Arawana Hayashi and Zishan Jiwani

While being present to the collective form, I notice a tension in my body – one part seeking acceptance from the group and another wanting authentic expression. Digging deeper into this tension, I notice an emergent fear of rejection and isolation. Deviating from the norm in the Village is an act of vulnerability. If no one follows me, what does that mean? Do they not like me? Before they reject me, should I just reject them? An expanded reflection helps me see this behavior pattern playing out in many of my group engagements – something I now have the opportunity to notice and change.

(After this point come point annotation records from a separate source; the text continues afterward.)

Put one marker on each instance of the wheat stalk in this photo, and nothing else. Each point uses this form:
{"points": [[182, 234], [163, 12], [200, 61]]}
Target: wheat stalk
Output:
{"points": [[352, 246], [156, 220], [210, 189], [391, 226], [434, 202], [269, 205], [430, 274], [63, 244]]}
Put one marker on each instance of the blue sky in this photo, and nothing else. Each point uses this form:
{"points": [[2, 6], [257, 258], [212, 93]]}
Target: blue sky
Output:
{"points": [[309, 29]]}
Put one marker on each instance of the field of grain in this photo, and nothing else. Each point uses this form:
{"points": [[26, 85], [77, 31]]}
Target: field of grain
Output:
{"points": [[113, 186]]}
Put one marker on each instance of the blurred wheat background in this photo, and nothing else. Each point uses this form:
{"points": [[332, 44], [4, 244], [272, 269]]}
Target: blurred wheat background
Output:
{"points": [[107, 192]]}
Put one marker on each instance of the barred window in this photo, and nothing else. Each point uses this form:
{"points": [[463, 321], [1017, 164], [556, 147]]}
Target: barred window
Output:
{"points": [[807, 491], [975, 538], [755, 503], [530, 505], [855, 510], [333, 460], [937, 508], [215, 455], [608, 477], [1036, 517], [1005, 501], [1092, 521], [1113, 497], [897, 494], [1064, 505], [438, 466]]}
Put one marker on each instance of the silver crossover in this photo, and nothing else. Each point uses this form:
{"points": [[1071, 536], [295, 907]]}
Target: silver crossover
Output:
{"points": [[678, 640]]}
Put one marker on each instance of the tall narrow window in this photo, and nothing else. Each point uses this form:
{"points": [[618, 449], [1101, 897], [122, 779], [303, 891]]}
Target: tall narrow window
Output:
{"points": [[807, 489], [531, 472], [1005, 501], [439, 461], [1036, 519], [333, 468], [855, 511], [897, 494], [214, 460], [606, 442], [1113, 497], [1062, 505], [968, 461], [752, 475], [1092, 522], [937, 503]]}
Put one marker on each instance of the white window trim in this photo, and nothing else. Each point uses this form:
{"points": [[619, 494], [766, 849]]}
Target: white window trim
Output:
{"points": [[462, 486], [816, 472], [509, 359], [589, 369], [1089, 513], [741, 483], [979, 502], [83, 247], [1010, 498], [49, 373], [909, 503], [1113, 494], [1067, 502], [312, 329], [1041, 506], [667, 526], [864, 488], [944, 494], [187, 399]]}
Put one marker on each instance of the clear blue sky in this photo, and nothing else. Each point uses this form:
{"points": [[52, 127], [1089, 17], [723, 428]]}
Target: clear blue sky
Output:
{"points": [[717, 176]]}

The two-day experience was deeply profound in its depth while also being refreshingly light. Like a small feather dancing in the wind, it emerged, held me momentarily and passed away leaving me with a wondrous awe and deep gratitude.

-ZJ

Sources Cited

Haraway, D. J. (2016). Staying with the trouble: Making kin in the Chthulucene. Durham: Duke University Press.

Hayashi, A. (July 17 2019). Four Reflection Processes on the Village. Retrieved from https://medium.com/@arawanahayashi/four-reflection-processes-on-the-village-bfd2602a433d.

Petitmengin, C. (2007). Towards the Source of Thoughts. Journal of Consciousness Studies14(3), 54–82. Retrieved from http://clairepetitmengin.fr/AArticles versions finales/JCS – Source.pdf

Pilgrim, R. (n.d.). Ma: A Cultural Paradigm. Chanoyu Quarterly46.